Big Data Experiences

I have the experiences of working with 18 big data sets. These are BTD, USTD, GDP6, LAQN, HD2015, USRDS, NIS, BDHS-99, BDHS-11, CARDIA, MESA, NGHS, NSD, NCD, K12SD, USPOST, EXPCS, and CSD. I also have experiences of exploring two other big data sets from DC Sentencing Commission, which I cannot disclose due to NDA (Non-Disclosure Agreement). BTD and USTD stands for Bangladesh temperature data and USA temperature data, GDP6 stands for GDP data from six countries (Australia, Canada, Germany, Japan, UK and USA) from 1970 to 2015. These data are used in graduate level Time Series course for comparative study between parametric and nonparametric time seires models. LAQN  stands for London Air Quality Network data. Currently I am working on this data for one-step kernel loglikelihood estimation and two-step smoothing estimation of time-variant parameter. USRDS stands for United States Renal Data System, NIS stands for National Impatient Sample. I worked on USRDS and NIS data sets when I was a Postdoctoral fellow at NIAMS, NIH. BDHS-99 and BDHS-11 stands for Bangladesh Demographic and Health Survey for the year 1999 and 2011. NGHS stands for National Growth and Health Study (Longitudinal data), which was conducted from September, 1985 - March, 2000 under the supervision of NIH. My PhD dissertation data comes from this study. I am very familiar with the MESA and CARDIA study as I collaborated with NIH and Johns Hopkins University under the supervision of Dr. Colin Wu and Dr. Joao Lima. MESA stands for Multi-Ethnic Study of Atherosclerosis. CARDIA Stands for Coronary Artery Risk Development in Young Adults. So far, there are eight CARDIA study and I have used SAS macro to combine the SAS files from each study. NSD stands for National School Data Set. I came across this data set when I worked as an analytic researcher at K12. K12SD stands for K12 School Data Set. NCD stands for National Crime Data Set. I worked on this data when I worked as a part time statistical modeler at Washington DC sentencing commmission. USPOST stand for United States Postal Service Data set. I worked on this data when I was a summer intern at IHS, Global Insight in Washington DC. EXPCS Stands for Excel Academy Public School Data Set. I used this data when I worked as chief data analyst at Excel Academy Public Charte School in Washington DC. CSD stands Convenience Store Data Set, which I came across when I worked as a summer intern at NACS headquarter in Virginia.

Experiences on Financial Data:

I am familiar with 6 big financial data set, which I used to complete various homework and projects for completing master’s degree in Quantitative and Computational Finance from Georgia Tech. 

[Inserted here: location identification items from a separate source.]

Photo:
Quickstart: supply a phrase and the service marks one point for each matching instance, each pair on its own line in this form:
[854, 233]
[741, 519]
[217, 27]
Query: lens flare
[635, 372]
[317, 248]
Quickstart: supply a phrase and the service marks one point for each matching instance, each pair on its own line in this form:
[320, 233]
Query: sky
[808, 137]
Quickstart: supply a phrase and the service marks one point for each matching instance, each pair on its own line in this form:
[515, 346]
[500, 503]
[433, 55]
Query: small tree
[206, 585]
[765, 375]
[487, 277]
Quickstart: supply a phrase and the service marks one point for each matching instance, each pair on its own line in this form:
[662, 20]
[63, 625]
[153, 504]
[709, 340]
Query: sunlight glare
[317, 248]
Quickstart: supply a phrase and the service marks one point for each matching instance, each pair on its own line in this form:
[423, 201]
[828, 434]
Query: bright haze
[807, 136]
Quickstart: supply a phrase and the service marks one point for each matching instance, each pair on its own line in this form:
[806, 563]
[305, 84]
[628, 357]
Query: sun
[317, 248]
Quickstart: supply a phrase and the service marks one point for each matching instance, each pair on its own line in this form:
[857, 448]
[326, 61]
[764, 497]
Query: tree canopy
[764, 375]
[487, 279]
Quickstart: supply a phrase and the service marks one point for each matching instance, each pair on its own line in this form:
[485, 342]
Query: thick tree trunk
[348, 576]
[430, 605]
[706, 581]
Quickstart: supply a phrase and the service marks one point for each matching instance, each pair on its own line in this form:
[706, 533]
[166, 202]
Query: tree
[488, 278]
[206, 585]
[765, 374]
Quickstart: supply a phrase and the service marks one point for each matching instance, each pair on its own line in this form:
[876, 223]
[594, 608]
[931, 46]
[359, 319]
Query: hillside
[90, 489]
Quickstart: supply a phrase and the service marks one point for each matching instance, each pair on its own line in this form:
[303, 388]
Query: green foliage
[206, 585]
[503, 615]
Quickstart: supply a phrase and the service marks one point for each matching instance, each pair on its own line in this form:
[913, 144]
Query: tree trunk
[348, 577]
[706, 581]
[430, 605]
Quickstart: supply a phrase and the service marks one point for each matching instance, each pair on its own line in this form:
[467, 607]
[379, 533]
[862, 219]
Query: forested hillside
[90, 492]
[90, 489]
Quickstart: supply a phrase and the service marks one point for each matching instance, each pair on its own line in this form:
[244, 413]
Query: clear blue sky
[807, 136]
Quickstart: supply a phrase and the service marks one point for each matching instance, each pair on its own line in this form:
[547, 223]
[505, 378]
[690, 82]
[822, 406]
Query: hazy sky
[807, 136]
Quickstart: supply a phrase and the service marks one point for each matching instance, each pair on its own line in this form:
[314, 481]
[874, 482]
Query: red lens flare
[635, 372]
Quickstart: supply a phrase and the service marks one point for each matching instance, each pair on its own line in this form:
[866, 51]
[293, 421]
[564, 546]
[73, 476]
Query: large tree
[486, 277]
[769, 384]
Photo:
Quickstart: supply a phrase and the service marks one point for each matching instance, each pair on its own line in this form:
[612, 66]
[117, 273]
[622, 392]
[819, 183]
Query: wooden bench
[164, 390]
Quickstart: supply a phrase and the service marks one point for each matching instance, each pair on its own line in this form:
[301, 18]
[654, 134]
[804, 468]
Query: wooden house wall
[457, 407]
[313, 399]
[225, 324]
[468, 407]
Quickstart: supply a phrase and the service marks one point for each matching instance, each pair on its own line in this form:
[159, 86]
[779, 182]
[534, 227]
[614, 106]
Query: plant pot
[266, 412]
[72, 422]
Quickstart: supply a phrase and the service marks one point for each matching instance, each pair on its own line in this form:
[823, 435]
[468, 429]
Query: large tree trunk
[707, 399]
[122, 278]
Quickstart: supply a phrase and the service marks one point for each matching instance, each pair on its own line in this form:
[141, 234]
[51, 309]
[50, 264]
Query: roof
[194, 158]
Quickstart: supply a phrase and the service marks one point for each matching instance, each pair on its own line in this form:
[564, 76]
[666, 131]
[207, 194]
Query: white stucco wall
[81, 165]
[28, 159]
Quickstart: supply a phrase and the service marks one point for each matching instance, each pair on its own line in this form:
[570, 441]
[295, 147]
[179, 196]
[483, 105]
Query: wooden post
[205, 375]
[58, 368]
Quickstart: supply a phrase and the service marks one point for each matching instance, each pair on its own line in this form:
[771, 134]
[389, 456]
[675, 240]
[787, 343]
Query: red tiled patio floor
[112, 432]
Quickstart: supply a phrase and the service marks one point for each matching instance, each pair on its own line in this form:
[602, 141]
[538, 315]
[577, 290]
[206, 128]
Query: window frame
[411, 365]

1. CRSP data: The Center for Research in Security Prices (CRSP) is a provider of historical stock market data. For each stock, it provides daily/monthly opening price, closing price, minimum price, maximum price, and volume. It also provides a market return for that day. It has two versions (a) DSF: daily stock file (b) MSF: monthly stock file

2. COMPUSTAT Funda data: Compustat is a comprehensive market and corporate financial database published by Standard and Poor's, covering thousands of companies worldwide, with info dating back as far as 1950. It has all the fundamental (balance sheet, cash flow, income statement) info on company 

3. HMDA data: Home Mortgage Disclosure Act requires banks to make all mortgage application-related data publicly available.

4. SEC EDGAR data: We accessed 8-K, 10-K and 10-Q files for each company for NLP project. 8-K is filed for any event that happened at the company. 10-K is annual filing and 10-Q is quarterly. 

5. Factor data from McKinley Capital Management: we used this factor data to build a trading strategy for Prof. Deng's class. It has multiple factors for each company. 

6. VIX data: In the derivative security class we used option price data for the entire market to calculate VIX.